Once data has been analysed, it is important to design reporting and dissemination strategies that meet the needs of different stakeholders.
- Identify the key stakeholders for reporting and dissemination of assessment results, the discrete needs that each group has and the type of assessment reporting that each group is likely to be able to understand.
- Consider how to develop a communication strategy that incorporates a range of approaches to cater for stakeholder diversity and different reporting formats.
- Understand common means of dissemination of assessment results and the advantages and disadvantages of each one, in addition to their likelihood of stimulating active dialogue around educational policy and practice.
Data visualisations and dashboards can be used to help users understand and engage with assessment findings.
- Consider the advantages of data visualisations and the types of analysis they enable.
- Identify a range of common approaches to the visualisation of data and their advantages and disadvantages.
- Consider the possibility of using different dashboards to illustrate assessment data and the purposes and the accessibility and simplicity of each one.
Assessment data can be used to provide insights to reform the design of curricula and the development of learning resources.
- Consider the sources of assessment data that can inform curriculum reform and examples of where this has been done.
- Consider the sources of assessment data that can inform the development of educational resources and examples of where this has been done.
- Consider the limitations of assessment data in informing curricula and resource development and alternative sources of insight.
Assessment data can be used to provide insights to the reform of teacher training and teaching practice.
- Consider the ways in which assessment data can be used to inform teaching practice, including through the assessment of teachers.

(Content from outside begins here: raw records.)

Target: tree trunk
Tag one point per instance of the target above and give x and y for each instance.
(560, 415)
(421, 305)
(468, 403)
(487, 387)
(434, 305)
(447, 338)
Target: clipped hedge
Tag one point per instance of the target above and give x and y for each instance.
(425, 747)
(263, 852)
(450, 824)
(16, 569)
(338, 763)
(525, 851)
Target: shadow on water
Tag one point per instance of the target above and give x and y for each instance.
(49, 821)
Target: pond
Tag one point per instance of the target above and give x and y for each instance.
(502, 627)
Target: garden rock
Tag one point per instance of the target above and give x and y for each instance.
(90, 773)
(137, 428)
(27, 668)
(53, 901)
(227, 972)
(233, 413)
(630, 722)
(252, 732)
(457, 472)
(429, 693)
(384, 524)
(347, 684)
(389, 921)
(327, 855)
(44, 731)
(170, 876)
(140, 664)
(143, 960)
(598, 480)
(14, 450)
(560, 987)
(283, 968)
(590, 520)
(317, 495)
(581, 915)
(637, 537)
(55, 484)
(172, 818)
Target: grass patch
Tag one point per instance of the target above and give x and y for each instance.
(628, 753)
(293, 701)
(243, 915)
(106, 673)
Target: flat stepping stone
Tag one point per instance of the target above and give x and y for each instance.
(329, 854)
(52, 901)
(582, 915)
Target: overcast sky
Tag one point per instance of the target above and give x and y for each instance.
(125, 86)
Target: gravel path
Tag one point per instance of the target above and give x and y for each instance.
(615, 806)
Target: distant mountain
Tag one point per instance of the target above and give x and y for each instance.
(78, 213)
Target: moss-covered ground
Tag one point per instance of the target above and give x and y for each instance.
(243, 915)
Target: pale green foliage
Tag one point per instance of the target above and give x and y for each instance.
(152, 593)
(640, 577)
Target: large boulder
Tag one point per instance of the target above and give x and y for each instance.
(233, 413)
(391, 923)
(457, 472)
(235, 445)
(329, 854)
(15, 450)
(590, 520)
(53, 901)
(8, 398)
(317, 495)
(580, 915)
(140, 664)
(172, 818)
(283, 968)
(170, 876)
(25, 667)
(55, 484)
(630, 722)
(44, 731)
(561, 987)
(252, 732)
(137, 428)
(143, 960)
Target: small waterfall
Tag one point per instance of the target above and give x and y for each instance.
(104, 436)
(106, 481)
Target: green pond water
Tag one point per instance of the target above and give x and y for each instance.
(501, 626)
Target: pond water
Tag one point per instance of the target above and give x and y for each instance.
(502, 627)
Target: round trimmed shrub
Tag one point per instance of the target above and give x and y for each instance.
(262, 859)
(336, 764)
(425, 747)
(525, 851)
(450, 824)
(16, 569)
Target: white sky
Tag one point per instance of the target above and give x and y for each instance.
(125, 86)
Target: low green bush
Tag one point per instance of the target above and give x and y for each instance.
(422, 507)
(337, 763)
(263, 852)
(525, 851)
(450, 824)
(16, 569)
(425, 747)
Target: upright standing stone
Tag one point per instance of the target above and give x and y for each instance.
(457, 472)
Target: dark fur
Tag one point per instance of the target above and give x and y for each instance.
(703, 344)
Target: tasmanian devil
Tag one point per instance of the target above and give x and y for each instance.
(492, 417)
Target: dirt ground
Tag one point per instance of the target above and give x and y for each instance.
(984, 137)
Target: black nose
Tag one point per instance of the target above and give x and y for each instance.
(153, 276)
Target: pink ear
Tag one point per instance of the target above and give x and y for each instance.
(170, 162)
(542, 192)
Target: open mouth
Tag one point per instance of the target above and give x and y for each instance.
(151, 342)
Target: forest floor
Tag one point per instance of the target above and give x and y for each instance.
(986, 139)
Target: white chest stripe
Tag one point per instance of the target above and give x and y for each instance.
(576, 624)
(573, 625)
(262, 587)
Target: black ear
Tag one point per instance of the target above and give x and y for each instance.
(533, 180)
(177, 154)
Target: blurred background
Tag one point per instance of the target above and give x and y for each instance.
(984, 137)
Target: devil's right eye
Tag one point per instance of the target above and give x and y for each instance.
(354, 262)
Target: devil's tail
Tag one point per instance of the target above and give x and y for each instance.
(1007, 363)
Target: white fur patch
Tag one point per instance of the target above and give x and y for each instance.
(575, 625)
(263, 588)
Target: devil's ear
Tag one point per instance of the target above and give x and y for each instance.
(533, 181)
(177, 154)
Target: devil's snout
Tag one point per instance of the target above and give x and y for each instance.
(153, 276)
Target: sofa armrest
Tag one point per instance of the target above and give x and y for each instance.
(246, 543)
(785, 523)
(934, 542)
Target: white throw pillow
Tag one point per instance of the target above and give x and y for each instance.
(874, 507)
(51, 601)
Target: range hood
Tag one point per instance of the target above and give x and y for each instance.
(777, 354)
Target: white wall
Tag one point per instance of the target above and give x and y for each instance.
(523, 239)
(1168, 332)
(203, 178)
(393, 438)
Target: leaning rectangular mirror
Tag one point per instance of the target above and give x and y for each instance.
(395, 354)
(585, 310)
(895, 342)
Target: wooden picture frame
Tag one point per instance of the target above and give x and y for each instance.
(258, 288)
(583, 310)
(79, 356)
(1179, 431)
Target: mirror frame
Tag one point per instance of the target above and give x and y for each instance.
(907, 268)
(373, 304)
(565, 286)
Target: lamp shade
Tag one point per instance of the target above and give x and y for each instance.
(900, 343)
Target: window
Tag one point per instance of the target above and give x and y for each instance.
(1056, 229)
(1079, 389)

- Identify the ways in which assessment data can inform teacher training and consider examples of where this has been done.
- Consider the insights that assessment data can offer to informing teaching professional learning and consider examples of where this has been done.
Providing assessment data to researchers for the purpose of further analysis can generate useful insights into issues that are important to policy makers.
- Consider the value of undertaking secondary analysis of assessment data to inform education policy imperatives.
- Identify key issues that assessment data can shed light on and examples of how assessment data has been by education stakeholders.
- Understand approaches to secondary data analysis including making data sets available to researchers and the steps required to prepare data files for external analysis .
It is really important that assessment data is used to inform educational policy makings and to drive assessment reform.
- Understand how assessment data can be used to inform an analysis of policy options and to drive educational reform.
- Consider approaches to writing policy briefs and look at the use of assessment data at different stages of the policy cycle.
- Identify how to formulate policy research questions that secondary data analysis may be able to inform.